Among the 23% in the F&G study who plan to delay claims on their Social Security benefits, half cited financial uncertainties or economic volatility as the primary driver of their decision to delay retirement — up 10% on last year.
By comparison, 44% worry about inflation concerns, while 34% cite a recession or stock market downturn.
These findings coincide with a recent study by Prudential Financial which reveals that the median savings of 55-year-olds is only an alarming $50,000.
Echoing similar sentiments to the F&G study findings, David John senior policy adviser at the American Association of Retired Persons (AARP) claims that most Americans nearing retirement age are unsure of whether they will have enough money to make it through retirement.

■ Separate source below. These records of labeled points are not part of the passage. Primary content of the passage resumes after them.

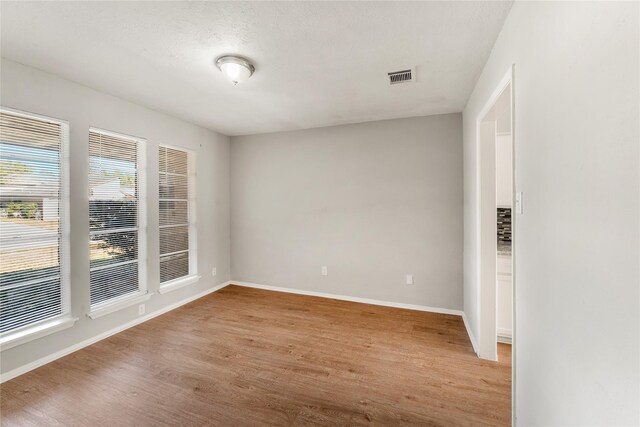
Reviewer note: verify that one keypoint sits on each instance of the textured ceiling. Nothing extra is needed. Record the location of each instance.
(317, 63)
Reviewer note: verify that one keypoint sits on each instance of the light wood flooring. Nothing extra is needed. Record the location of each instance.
(248, 357)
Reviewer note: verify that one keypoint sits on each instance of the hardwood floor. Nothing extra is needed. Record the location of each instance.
(248, 357)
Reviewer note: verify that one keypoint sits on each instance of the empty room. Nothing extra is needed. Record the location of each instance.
(316, 213)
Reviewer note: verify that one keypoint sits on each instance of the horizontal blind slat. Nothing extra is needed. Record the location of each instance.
(174, 193)
(113, 215)
(30, 234)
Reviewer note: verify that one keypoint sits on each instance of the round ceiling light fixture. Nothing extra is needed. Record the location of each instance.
(235, 68)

He told CBS MoneyWatch that inflation and general economic uncertainty remain the two overarching concerns.
John is witnessing a conscious cutting back by Americans on their retirement savings, with many are pulling money out of retirement savings to deal with unexpected costs or inflationary pressures.
"Of course, that helps in the short run, but that means that you have even more people who have worries once they start to get to retirement," he said.
Unlike 401(k)s and other retirement accounts, social security benefits are protected from inflation because the agency institutes a cost-of-living adjustment each year, AARP’s John noted.
To guard against disruptions to retirement plans, John is urging people to consistently put away money — even if it's just a small amount each month. "Save and continue to save," he said.
"Because any amount of retirement savings is going to be better than no retirement savings."
The average retirement age in the United States is 62, which is also the earliest age at which people can start claiming Social Security benefits.
The longer a person waits to claim Social Security, the higher benefits they'll receive from the program.
The full retirement age for people born in 1960 or later is 67, at which point workers can receive their full benefits.
However, those who delay claiming until age 70 can receive another 24% boost to their monthly payments.